My early and, thus, superficial interpretation of black tax, back then was that of restriction and limit, even a burden.
Young black people have to graduate soon and get regular income to start making money that they need to give to others, also outside their core family.
Since then, I have learned, understood and experienced the importance of and belongingness to the extended family for these young, talented millennials, with a caring soul.
They belong to the generation that is looking forward to making Africa the next superpower, as Lannie phrases his vision.
And in their vision, as how I have learned to understand it, black tax has twin faces, almost as Janus, the Roman god of beginnings, transitions and ends, had.
Millennials, coping with the vague expectations of our era, dearly love their families, respect their roots, and would do anything they can to ensure an increasingly good life to their closest ones.
At the same time, they are anxious of the future – what will the life, outside their family, context and culture, demand from them? What should they achieve, learn and master to become real change makers?
Are we for the back tax, or is the black tax for us?
***
From this background, it was revealing to read a book on black tax, compiled by Niq Mhlongo.

The editor has managed to find a set of authors that have written their personal and touching stories of how black tax has been both burden and ubuntu of their own lives, and that of their family members.

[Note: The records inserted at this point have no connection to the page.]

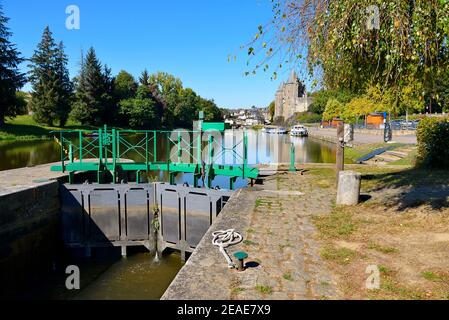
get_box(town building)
[274,70,312,121]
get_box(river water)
[0,131,335,300]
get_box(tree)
[323,99,344,120]
[139,69,150,87]
[246,0,449,114]
[198,96,223,122]
[310,89,354,114]
[0,6,26,126]
[149,72,183,127]
[29,26,72,126]
[55,41,73,127]
[268,101,276,121]
[114,70,137,101]
[119,85,160,129]
[72,48,115,126]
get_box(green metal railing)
[51,126,259,189]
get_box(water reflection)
[0,130,335,174]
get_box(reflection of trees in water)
[0,140,59,170]
[0,131,335,171]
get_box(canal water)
[0,131,335,300]
[0,130,335,171]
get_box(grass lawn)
[312,165,449,300]
[345,143,416,166]
[0,115,95,140]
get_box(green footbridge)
[51,123,259,190]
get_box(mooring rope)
[212,229,243,269]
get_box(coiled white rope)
[212,229,243,269]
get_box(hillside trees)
[0,6,26,126]
[72,48,116,126]
[29,26,73,126]
[246,0,449,115]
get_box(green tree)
[323,99,344,121]
[139,69,150,87]
[268,101,276,121]
[310,89,354,114]
[0,6,26,126]
[16,91,30,114]
[198,97,223,125]
[119,85,160,129]
[29,26,72,126]
[72,48,115,126]
[246,0,449,114]
[114,70,137,101]
[149,72,183,127]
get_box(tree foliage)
[246,0,449,109]
[72,48,116,126]
[119,85,160,129]
[29,26,73,126]
[114,70,137,101]
[0,6,26,125]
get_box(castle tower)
[274,70,311,121]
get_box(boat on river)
[290,125,309,137]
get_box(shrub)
[416,118,449,169]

I have to confess that the reading took a long time for me. I could not but empathize in the real life narratives of the authors.
Most seriously, I was thinking of the future of the young people I am living with, and that of their loving families.
While these millennials are building the foundations for the next steps in their lives, will they afford to have energy, courage and patience to prepare themselves with the time and care demanded?
Will they remember to love themselves as they do their nearest ones?
Will they have ears open enough to hear how their families wish them the best for their lives, and how they have set them free?
Will they take their time to research, develop and innovate their own lives – so that their dreams will come true?
***
My mother just turned ninety, and is, hence, certainly not a millennial.
At her birthday party, last July, his little – yes – brother thanked her for reaching out to him during the years of his study.
I wonder if this was an instance of the collective family responsibility (a term suggested by Mzuvukile Maqetuka for rephrasing black tax) that Finnish families were practicing during the post war years?
Or the many examples of my father’s family – he grew up in poverty at a small farm in North Karelia, born in 1929 – when they exercised the interdependence of one another, by sharing but also following up or even controlling each other.
Many stories since my early childhood resembled those told in the Black Tax book.
***
Finland recovered by mutual responsibility within families, and beyond those, within the society. So will Africa.
And that requires that we all stand by the millennials, the future of not just Africa, but our common globe.